Thomas Leavens delivered the keynote address by identifying several trends and forecasts in the music industry. Leavens observed that the digital age has provided a platform for consumers to express their desire for content. As a result, music consumption has changed. This includes the trend of having alternatives to file-sharing, such as streaming. As a result, music consumption has gone from ownership to access. Accordingly, Leavens speculated there will be a rise of questions surrounding whether consumers will acquire music through ownership or license. Proponents of ownership advocate for the right to resell digital music. In response, others say that the act of reselling is just making a digital copy. As the debate boils on, Leavens encouraged artists and lawyers to nevertheless ensure that digitized creative works’ metadata are complete and correct. As music consumption patterns evolve, precise metadata is essential for payment streams that will adequately compensate artists.

Leavens then shifted his focus to The Next Great Copyright Act. On the whole, Leavens said he agreed with Maria Pallante’s call for revision of the current copyright framework. Among the discussions surrounding The Next Great Copyright Act, Leavens cited six issues.

The first issue was compulsory licensing for music compositions. At the moment, the old copyright act provides that a person who uses a music composition can do so without the consent of the composer given that they comply with certain statutory provisions. Leavens foresees the need for licensing to expand in order to take into account the needs of composers of original works. Second, new legislation may also bring about a small claims court for legal conflicts surrounding copyright.  Third, Leavens predicted that there will be increased performance rights to sound recordings. Unlike many other countries, the US is one of the few countries that do not compensate performers for sound recordings on terrestrial radio and Leavens suggested that within a decade that will change. Fourth, the notice and take down process is another issue that is likely to evolve. The Digital Millennium Copyright Act provides a safe harbor for websites that allow user generated content to take down content after notice is given. A new copyright act will have to address the problem stemming from content being taken down and reincarnating somewhere else on the internet. This is a massive undertaking considering that, in 2013, there were 235 million take down notices for Google alone. Leavens also brought up the Authors Guild v. Google case as a fifth issue for entertainers and lawyers to follow. After a judge found that Google’s scanning of books fell under fair use, Leavens asked the audience what implications that may have for recordings. Leavens closed by brining up the sixth and final issue: mash-ups. Under Leavens’s interpretation, courts are favorable to the fair use defense thus presenting questions as to whether mash-ups are transformative enough to put old works into new contexts thereby allowing them to access the fair use defense.

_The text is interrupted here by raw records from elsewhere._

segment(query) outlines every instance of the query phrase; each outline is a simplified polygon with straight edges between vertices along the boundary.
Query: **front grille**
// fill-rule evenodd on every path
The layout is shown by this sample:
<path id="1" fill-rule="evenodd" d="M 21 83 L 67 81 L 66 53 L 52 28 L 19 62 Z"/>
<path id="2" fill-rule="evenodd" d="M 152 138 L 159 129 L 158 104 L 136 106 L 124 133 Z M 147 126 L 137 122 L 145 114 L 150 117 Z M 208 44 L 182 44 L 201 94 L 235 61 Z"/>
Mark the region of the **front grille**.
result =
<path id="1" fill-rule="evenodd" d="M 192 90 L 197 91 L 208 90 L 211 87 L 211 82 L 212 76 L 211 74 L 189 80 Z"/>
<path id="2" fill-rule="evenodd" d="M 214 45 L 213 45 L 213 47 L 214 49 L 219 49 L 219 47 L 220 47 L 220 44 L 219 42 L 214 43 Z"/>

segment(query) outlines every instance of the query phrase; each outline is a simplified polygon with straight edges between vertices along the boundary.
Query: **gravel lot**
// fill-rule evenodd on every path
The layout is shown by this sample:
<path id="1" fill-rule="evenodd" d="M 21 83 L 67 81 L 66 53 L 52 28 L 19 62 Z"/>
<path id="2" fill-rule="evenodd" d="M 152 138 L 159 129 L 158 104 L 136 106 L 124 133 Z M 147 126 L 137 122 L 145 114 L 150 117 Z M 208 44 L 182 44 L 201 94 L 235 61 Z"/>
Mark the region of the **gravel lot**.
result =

Other presentations included panels that imparted practical legal and business advice to emerging artists. One such panel included Jarid S. Johnson, Bryn Boughton, and Jeffrey Brandstteter who discussed protecting intellectual property rights when publishing media online. Johnson spoke to the challenge and benefits of promoting music using videos. Johnson encouraged bands to see themselves as a brand and release videos to provide fans with immediate emotional connections. Videos are useful for branding purposes, because they display performers more effectively than images, audio, or text and allow fans to have intimate knowledge of musicians. By linking videos to artists’ websites, videos can indicate professionalism and improve search engine optimization.

Bryn Boughton discussed how artists can protect their music through free promotion. Boughton gave four pieces of advice. First, Boughton encouraged performers to have a plan and formalize goals. Second, Boughton urged artists to make their works available through as many outlets as possible, including retail distribution, radio streams, and directly to fans. Third, Boughton mentioned that artists can claim royalties through groups, such as SoundExchange, performing rights organizations, or foreign collection societies.  Fourth, Boughton advised artists to add value to their product by making fan connections and releasing different versions of their music.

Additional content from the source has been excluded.